New Delhi, July 4 (IANS) Terming the idea of holding simultaneous polls to the Lok Sabha and the state assemblies as “inherently anti-democratic”, CPI-M General Secretary Sitaram Yechury in a letter to the Law Commission on Wednesday said it “negates the principles of federalism which is a fundamental feature of Indias Constitution”.
Yechruy also turned down the Law Commission’s invitation for a personal discussion on the matter.
“I am writing to you in response to your letter of June 14, 2018 where you have sought the opinion of Communist Party of India-Marxist (CPI-M) on the issue of holding simultaneous elections. The basic objection to the concept is that it is fundamentally anti-democratic and strikes at the root of the parliamentary democratic system as ordained in the Constitution,” Yechury said in his letter.
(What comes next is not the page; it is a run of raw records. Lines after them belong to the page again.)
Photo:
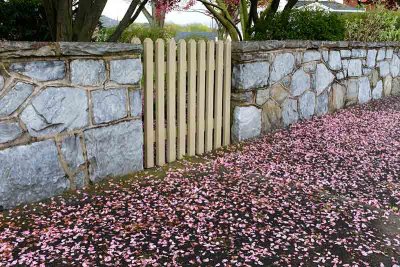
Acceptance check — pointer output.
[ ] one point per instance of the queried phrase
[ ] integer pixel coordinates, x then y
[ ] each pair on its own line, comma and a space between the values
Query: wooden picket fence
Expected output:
187, 86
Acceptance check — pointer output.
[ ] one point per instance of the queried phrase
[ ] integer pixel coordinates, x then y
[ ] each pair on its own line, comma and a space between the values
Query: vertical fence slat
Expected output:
181, 99
160, 107
201, 75
218, 94
148, 103
210, 95
171, 101
226, 121
192, 98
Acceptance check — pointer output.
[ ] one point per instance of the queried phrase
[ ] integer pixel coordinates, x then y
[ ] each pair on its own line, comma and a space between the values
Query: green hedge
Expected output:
300, 25
143, 31
373, 26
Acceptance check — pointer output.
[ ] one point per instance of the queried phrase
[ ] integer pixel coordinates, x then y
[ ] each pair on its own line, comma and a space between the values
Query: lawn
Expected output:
324, 192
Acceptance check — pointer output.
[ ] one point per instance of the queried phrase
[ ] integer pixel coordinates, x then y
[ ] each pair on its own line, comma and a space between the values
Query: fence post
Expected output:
160, 107
148, 103
201, 76
210, 94
181, 99
219, 69
192, 98
227, 95
171, 101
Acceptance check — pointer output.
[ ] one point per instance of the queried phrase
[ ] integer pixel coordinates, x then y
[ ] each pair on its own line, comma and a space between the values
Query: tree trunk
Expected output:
87, 19
158, 19
290, 4
130, 16
59, 17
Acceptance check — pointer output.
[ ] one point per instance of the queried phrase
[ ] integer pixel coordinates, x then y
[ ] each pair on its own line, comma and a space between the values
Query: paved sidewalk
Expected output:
325, 192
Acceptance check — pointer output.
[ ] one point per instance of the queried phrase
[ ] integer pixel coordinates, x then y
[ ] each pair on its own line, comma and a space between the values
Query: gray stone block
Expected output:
389, 53
381, 54
371, 58
71, 150
395, 86
307, 105
300, 83
271, 116
136, 103
41, 70
358, 53
30, 173
323, 78
352, 92
325, 55
114, 150
364, 90
337, 98
262, 96
1, 82
9, 131
355, 68
311, 56
377, 91
395, 66
282, 66
335, 61
250, 75
88, 72
322, 103
290, 114
56, 109
278, 93
14, 98
384, 68
80, 180
345, 53
246, 123
126, 71
387, 85
109, 105
310, 67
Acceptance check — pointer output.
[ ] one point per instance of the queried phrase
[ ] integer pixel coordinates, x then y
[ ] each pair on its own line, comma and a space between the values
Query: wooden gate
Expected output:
187, 92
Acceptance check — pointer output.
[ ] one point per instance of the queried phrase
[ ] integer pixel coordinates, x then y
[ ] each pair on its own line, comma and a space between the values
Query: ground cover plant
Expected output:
325, 192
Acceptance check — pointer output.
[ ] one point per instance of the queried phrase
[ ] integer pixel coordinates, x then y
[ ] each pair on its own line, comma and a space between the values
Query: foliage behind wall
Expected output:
23, 20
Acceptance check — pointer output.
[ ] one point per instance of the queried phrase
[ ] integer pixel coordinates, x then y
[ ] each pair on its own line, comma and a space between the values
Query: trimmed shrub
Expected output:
300, 25
377, 25
143, 31
23, 20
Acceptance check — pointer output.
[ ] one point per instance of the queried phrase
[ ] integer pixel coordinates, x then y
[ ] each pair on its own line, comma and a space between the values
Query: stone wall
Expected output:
277, 83
70, 114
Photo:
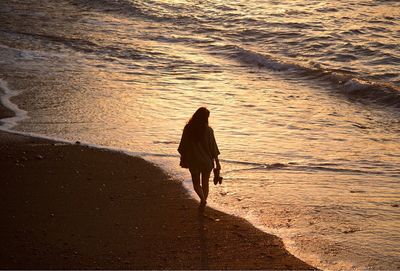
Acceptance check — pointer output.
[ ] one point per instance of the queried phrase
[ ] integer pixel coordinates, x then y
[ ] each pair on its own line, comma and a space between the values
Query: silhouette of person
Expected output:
199, 150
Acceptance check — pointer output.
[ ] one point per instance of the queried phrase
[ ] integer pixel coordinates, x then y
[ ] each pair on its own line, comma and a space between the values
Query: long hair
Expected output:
198, 124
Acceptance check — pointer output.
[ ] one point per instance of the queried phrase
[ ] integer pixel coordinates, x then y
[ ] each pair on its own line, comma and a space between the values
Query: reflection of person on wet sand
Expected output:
199, 150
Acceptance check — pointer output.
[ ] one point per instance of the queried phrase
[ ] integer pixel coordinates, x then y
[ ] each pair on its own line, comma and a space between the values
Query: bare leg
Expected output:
196, 185
205, 177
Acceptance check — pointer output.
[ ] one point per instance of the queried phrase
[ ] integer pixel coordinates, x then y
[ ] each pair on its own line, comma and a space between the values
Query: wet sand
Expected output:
68, 206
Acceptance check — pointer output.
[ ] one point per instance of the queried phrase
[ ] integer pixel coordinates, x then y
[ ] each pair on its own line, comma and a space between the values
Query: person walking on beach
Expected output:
199, 150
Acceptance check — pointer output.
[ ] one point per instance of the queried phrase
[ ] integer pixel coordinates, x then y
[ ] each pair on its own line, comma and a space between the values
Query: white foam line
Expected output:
20, 114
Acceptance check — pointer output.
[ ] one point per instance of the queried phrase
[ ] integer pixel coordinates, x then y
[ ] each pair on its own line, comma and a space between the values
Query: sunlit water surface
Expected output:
301, 157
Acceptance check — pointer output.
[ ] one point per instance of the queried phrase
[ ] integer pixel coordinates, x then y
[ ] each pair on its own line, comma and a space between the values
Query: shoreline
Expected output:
69, 206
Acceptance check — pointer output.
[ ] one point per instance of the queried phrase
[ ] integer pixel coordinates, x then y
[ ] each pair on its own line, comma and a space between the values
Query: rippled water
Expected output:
304, 100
He said the process would entail major amendments to the Indian Constitution which would run “against both the letter and spirit” of the Constitution.
“There is no fixity of tenure enshrined in the Constitution either for the Lok Sabha or for the state legislatures. Both Article 83 (2) and Article 172 (1) specify that the term of the Lok Sabha and the legislative assembly will be for five years ‘unless sooner dissolved’. Any attempt to prolong the life of the Lok Sabha or legislature will be not only unconstitutional but anti-democratic,” the letter read.
Yechury said that one of the suggestions made by a discussion paper released by the Niti Aayog is that if the dissolution of the Lok Sabha cannot be avoided and the remainder of the term of the Lok Sabha is not long, then a provision can be made for the President to carry out the administration of the country, on the aid and advice of a Council of Ministers to be appointed by him/her till the next House is constituted.
“This outrageous proposal would make the President head the executive. This is bringing an executive Presidency through the back door,” Yechury said.
The other suggestion is that if, at the time of the dissolution of the House, the remaining period is long, then fresh elections would be held and the term of the House would be only for the rest of the remaining period, that is, if the dissolution of the House takes place, say after two years of its term, then the subsequent election will be held for a three-year term.
Yechury pointed out that in this way there will be more frequent Lok Sabha elections, which will defeat the purpose, for which simultaneous elections are being advocated.
He said both the reduction of the tenure of an assembly or its extension will be an “assault” on the rights of the states and circumscribe the rights of citizens to elect their legislators.
“The CPI-M is, therefore, totally opposed to any artificial attempt to bring about simultaneous elections which can only be done by trampling upon the existing Constitutional scheme of parliamentary democracy,” he said.
Thanking the Law Commission for its invitation for a personal interaction, Yechury said that his letter was self-explanatory and appearing for a personal interaction “may not be necessary”.